Thursday, February 4, 2010

Rebel Rebel

I clearly remember the first time I fully considered my mortality, my death. My eighth grade math teacher walked by my desk to see if I needed help with a worksheet, but when she looked at me and said "is everything alright?", she wasn't talking about arithmetic. I was either twelve or thirteen. Because of this, I would brush off the suggestion that teenagers think they're invincible, that they'll live forever. Maybe I didn't calculate risk as an adult would, but I certainly felt the full weight of my mortality.

This all sounds grave to me now, overly-dramatic, but those are also apt descriptions for most of my adolescence. And it's not as though I became obsessed with death as a figure or concept, earnestly drawing skulls and macabre scenes, nor with my own death in the way that some people fantasize about their funerals. I just remember thinking: this isn't permanent, and eventually all that I know and am will cease to exist for me.

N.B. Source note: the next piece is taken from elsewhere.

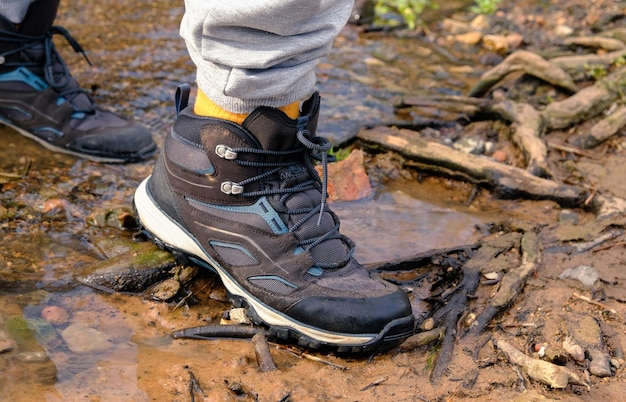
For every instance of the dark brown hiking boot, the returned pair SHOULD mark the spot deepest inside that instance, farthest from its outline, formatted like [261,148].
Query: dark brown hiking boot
[40,99]
[246,202]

It's silly to assume that I was alone in this realization. And now it seems a natural and crucial part of developing a sense of self, a period in a process that psychologists have probably laid out neatly. But those models of individual development always seemed like challenges to me. As though psychologists dared me to defy their predictions, like the freshmen orientation at college when they tell you to look to your right and left because only a certain percentage of you will graduate. When you say, "Not me, but I bet this homely-looking dude next to me won't make it."